Dollars and Sense: Stop worrying about jobs, start watching inflation
Focus on jobs. Once a month we have a week during which we get a lot of employment related data, and last week was that week for March. On Wednesday, payroll processor ADP said private employers hired 212,000 workers in February. The number was slightly below expectations, but still considered decent. On Thursday, we got the report for first-time claims for unemployment benefits. First-time claims rose by 7,000 to 320,000, the highest number since last May.
Don’t stop there. That doesn’t sound like good news. Both numbers moved in a negative direction. But it’s important to note that both numbers were still very good, and economists said cold and snowy weather in February and a strike by petroleum refinery workers likely were to blame for most of the uptick.
The key report. And then there was the key report, which came on Friday from the Bureau of Labor Statistics. The number of new jobs grew to 295,000, significantly above the consensus view on Wall Street. And the unemployment rate dropped to 5.5 percent. Critics of the Obama administration say if you drill into these numbers you will still find lots of unemployed and underemployed people. There is some truth to that criticism. The rate of unemployed and underemployed people, sometimes called U-6, is still at about 11 percent. But it’s important to note that this rate is always higher than the main U-3 unemployment report. The U-6 number was above 16 percent in 2011, when Obama took office, so you can’t blame all this on him. Bottom line: It’s hard to say these numbers are anything but good. We haven’t seen employment activity like this since the late 1990s.
Home and away. Overseas, the euro continues to fall. It hit an 11.5-year low against the dollar on Thursday, the same day European Central Bank President Mario Draghi outlined the ECB’s quantitative easing program at a press conference after a scheduled policy meeting. The program will go into effect this week. Here at home, I noticed a report from a group called The Business Roundtable, which claims CEOs of major U.S. companies say they are more optimistic this year than last. They expect both sales and capital spending to rise in the next six months. That optimism was reflected in monthly auto sales, which rose. The big surprise in a report released last Tuesday: Toyota outsold Ford to take the No. 2 spot, behind General Motors.

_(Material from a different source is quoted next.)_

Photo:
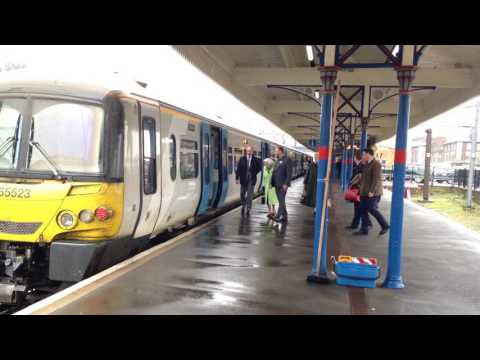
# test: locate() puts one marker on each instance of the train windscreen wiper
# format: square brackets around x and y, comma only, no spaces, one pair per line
[55,169]
[7,144]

Putting a fork in February. February was a good month in the stock markets. The Dow and S&P 500 erased January’s losses and set new record highs. And the NASDAQ went over 5,000 again, a level it hasn’t reached since March 2000, at the height of the dot-com bubble. And even though the NASDAQ did retreat late last week, it is important to note the fundamentals of the NASDAQ are very different from 15 years ago. Internet companies have real revenue and real profits, and new devices such as smart phones have fulfilled some of the unmet promises of what came to be known as the dot-bomb era.
The week ahead. It’s going to be a fairly light week for reports, though several are worth paying attention to. The retail sales report on Thursday is always one of the month’s biggest reports because of the outsized role retail plays in the overall economy. The producer price index, due out on Friday, will give us one way of looking at inflation. So far, inflation has remained in check, but some analysts are worried the Federal Reserve’s bond-buying program will inevitably lead to runaway inflation. So analysts are hyper-sensitive to any indicator that might give us an idea of where inflation is headed.